I use Copernic Desktop Search quite a lot at work - it's very useful since I can search through all the documents on all the network shares I can access, and it's much quicker than Outlook for searching through my emails. This morning, it stopped working, and just displayed "No matches found" no matter what I did. Turning on logging, I was given the cryptic message "Indexing kernel cannot be initialized. Please contact our technical support team. Error = 80004005". I contacted Copernic technical support, and got this back:
A. Make sure to close your Desktop Search application.
To exit your Desktop Search application: right-click its tray icon (next to your computer clock) and select Exit.
B. Locate your Index folder.
1. Open Windows Explorer or double-click the icon "My computer".
2. Browse to your index folder.
Unless you modified the index location, by default this folder should be in one of these three locations:
* "C:\Documents and Settings\%UserName%\Local Settings\Application Data\Copernic\"
* "C:\Windows\Local Settings\Application Data\Copernic\"
* "C:\Windows\Profiles\%UserName%\Local Settings\Application Data\Copernic\"
For Windows Vista:
* "C:\Users\%UserName%\AppData\Local\Copernic"
If you can't find your index then make sure you can see hidden folders.
1. Open Windows Explorer or double-click the icon "My computer".
2. Select the Tools menu then click Folder Options.
3. In the Advanced settings section of the View tab, select the option "Show hidden files and folders".
4. Try to locate your index folder once again.
C. Select and erase the folder named "DesktopSearch2".
Right-click the folder and click Delete to erase it.
D. Restart your Desktop Search application and recreate your index.
1. In your Desktop Search application, click on Tools.
2. Click Update Index.
3. Click Entire Index.
Make sure to use the latest version.
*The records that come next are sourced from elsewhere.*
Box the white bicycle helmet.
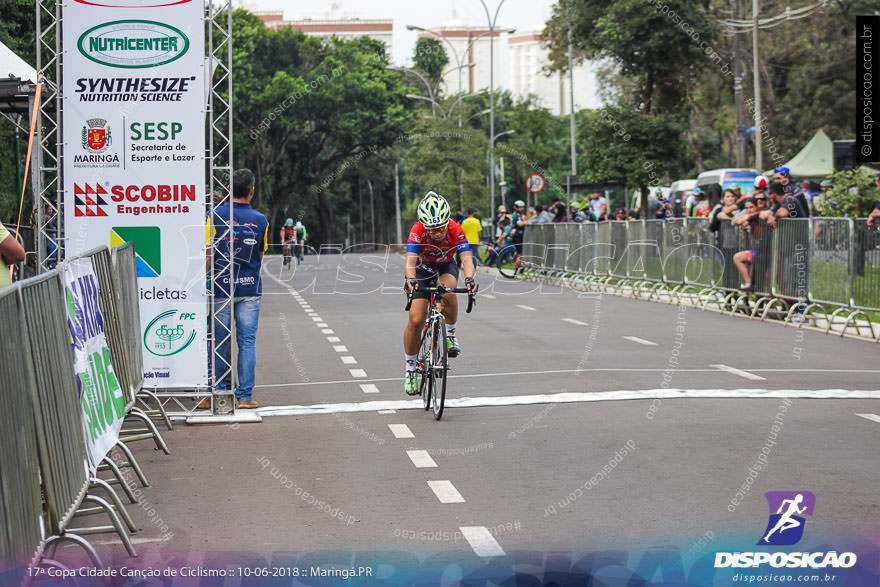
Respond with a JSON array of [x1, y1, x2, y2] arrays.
[[417, 191, 451, 228]]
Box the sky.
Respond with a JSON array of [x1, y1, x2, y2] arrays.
[[244, 0, 559, 67]]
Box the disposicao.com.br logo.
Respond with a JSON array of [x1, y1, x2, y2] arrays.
[[715, 491, 858, 570]]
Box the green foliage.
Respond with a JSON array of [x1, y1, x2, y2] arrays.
[[579, 106, 687, 192], [814, 169, 880, 219], [412, 38, 449, 89]]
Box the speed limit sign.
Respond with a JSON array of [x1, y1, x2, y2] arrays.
[[526, 173, 545, 194]]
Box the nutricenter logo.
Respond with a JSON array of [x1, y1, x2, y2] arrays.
[[78, 20, 189, 69], [74, 0, 193, 6], [714, 491, 857, 570]]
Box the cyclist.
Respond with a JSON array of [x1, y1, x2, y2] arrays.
[[509, 200, 528, 272], [403, 191, 477, 395], [294, 221, 307, 262], [280, 218, 296, 266]]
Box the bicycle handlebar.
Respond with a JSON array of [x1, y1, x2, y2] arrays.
[[404, 284, 477, 314]]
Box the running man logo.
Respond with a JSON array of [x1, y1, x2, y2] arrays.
[[110, 226, 161, 277], [757, 491, 816, 546]]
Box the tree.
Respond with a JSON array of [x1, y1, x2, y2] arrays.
[[543, 0, 719, 114], [412, 37, 449, 93], [579, 106, 686, 216]]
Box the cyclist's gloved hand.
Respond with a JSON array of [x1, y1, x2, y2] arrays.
[[405, 278, 419, 292], [465, 277, 477, 294]]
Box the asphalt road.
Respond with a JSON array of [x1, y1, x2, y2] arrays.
[[61, 251, 880, 585]]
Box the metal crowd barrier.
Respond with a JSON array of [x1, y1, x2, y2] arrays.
[[522, 218, 880, 340], [0, 242, 179, 574]]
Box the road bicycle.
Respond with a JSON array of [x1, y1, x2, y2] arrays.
[[479, 242, 521, 279], [404, 284, 476, 420]]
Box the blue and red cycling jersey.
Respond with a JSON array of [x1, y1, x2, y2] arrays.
[[406, 221, 470, 269]]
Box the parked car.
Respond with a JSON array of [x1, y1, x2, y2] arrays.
[[696, 168, 757, 194]]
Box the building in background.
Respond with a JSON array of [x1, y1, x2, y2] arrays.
[[255, 9, 393, 56], [508, 32, 599, 115], [415, 25, 505, 97]]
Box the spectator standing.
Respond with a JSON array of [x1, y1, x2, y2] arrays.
[[460, 210, 483, 264], [773, 167, 810, 215], [588, 192, 608, 221], [0, 224, 26, 288], [568, 201, 587, 222], [761, 181, 808, 228], [208, 169, 269, 409], [869, 173, 880, 228], [528, 205, 553, 225], [613, 208, 627, 220], [551, 202, 568, 223], [732, 197, 762, 290]]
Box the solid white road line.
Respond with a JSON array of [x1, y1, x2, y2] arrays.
[[333, 345, 349, 352], [459, 526, 506, 557], [341, 356, 357, 365], [377, 409, 397, 414], [349, 369, 367, 378], [406, 450, 438, 468], [247, 388, 880, 418], [360, 384, 380, 394], [254, 368, 880, 389], [623, 336, 658, 346], [327, 336, 341, 342], [427, 480, 465, 503], [562, 318, 588, 326], [515, 304, 536, 311], [856, 413, 880, 424], [388, 424, 414, 438], [710, 364, 767, 381]]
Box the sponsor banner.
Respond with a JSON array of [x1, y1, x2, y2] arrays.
[[62, 0, 207, 386], [64, 257, 124, 472]]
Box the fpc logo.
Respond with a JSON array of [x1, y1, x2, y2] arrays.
[[758, 491, 816, 546]]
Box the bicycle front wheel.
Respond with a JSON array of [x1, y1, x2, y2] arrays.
[[431, 315, 448, 420], [418, 324, 432, 410]]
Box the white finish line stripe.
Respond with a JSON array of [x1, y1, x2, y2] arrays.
[[311, 316, 322, 322], [428, 480, 465, 503], [562, 318, 588, 326], [623, 336, 657, 346], [406, 450, 438, 468], [516, 304, 536, 311], [360, 384, 380, 394], [247, 389, 880, 418], [317, 323, 329, 328], [856, 413, 880, 424], [710, 364, 767, 381], [460, 526, 506, 557], [388, 424, 414, 438]]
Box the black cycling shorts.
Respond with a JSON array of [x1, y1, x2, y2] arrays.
[[410, 261, 459, 300]]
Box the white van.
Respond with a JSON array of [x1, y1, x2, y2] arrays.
[[629, 186, 671, 211], [668, 179, 696, 216], [695, 168, 757, 194]]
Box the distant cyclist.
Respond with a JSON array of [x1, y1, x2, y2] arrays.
[[403, 192, 477, 395], [280, 218, 296, 266], [294, 221, 307, 263]]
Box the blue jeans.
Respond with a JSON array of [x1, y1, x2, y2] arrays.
[[470, 244, 480, 265], [213, 296, 261, 401]]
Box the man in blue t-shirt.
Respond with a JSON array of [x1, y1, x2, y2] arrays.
[[208, 168, 269, 409]]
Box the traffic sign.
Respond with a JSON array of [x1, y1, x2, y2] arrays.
[[526, 173, 545, 194]]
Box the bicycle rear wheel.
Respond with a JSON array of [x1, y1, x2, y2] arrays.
[[431, 315, 448, 420], [497, 246, 519, 279], [418, 324, 432, 410]]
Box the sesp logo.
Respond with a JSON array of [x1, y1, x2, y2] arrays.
[[144, 309, 197, 357], [758, 491, 816, 546]]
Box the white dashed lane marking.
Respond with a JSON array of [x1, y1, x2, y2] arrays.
[[378, 410, 396, 414], [856, 413, 880, 424], [311, 317, 322, 322], [388, 424, 414, 438], [623, 336, 658, 346], [459, 526, 506, 557], [360, 384, 380, 394], [341, 356, 357, 365], [481, 294, 496, 299], [710, 364, 767, 381], [327, 336, 341, 342], [349, 369, 367, 378], [406, 450, 438, 468], [317, 322, 329, 328], [515, 304, 536, 311], [322, 329, 335, 335], [562, 318, 588, 326], [333, 345, 348, 352], [427, 480, 465, 503]]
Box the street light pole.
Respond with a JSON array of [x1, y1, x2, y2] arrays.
[[478, 0, 509, 223], [568, 23, 577, 197], [752, 0, 762, 172]]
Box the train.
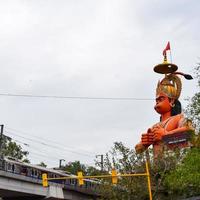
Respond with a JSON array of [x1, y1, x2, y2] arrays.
[[0, 156, 100, 196]]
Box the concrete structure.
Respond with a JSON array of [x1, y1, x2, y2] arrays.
[[0, 170, 99, 200]]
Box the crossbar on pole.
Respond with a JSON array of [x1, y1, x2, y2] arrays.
[[43, 161, 153, 200]]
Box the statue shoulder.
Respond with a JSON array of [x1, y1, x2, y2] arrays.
[[176, 113, 194, 130], [171, 113, 185, 122]]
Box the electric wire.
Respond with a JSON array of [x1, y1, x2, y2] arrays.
[[27, 154, 59, 166], [6, 135, 92, 162], [0, 93, 154, 101], [6, 135, 96, 167], [11, 138, 29, 146], [3, 136, 59, 164], [4, 130, 94, 158], [4, 127, 98, 166], [6, 127, 93, 155], [9, 137, 59, 160], [5, 130, 93, 157]]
You can find it on our web site: http://www.copernic.com/en/products/desktop-search/download.html.
NOTE: this version can be installed over your current version. There is no need to uninstall. Note also that simply updating the version will not fix this error. Your index has to be deleted as instructed.
And it worked!
Posted here not because it's particularly interesting, but because there were no Google results for the failure code, and it might save someone a couple of hours waiting for a response from Copernic technical support. Who were very good, incidentally - I got this back about five hours after I emailed them at eleven, London time.
And the cause of the problem? I strongly suspect that indexing the C:\ drive was a bad idea. The indexing kernel started failing again after I rebuilt the indexes, but stopping it indexing the C:\ drive has produced a working copy of the index.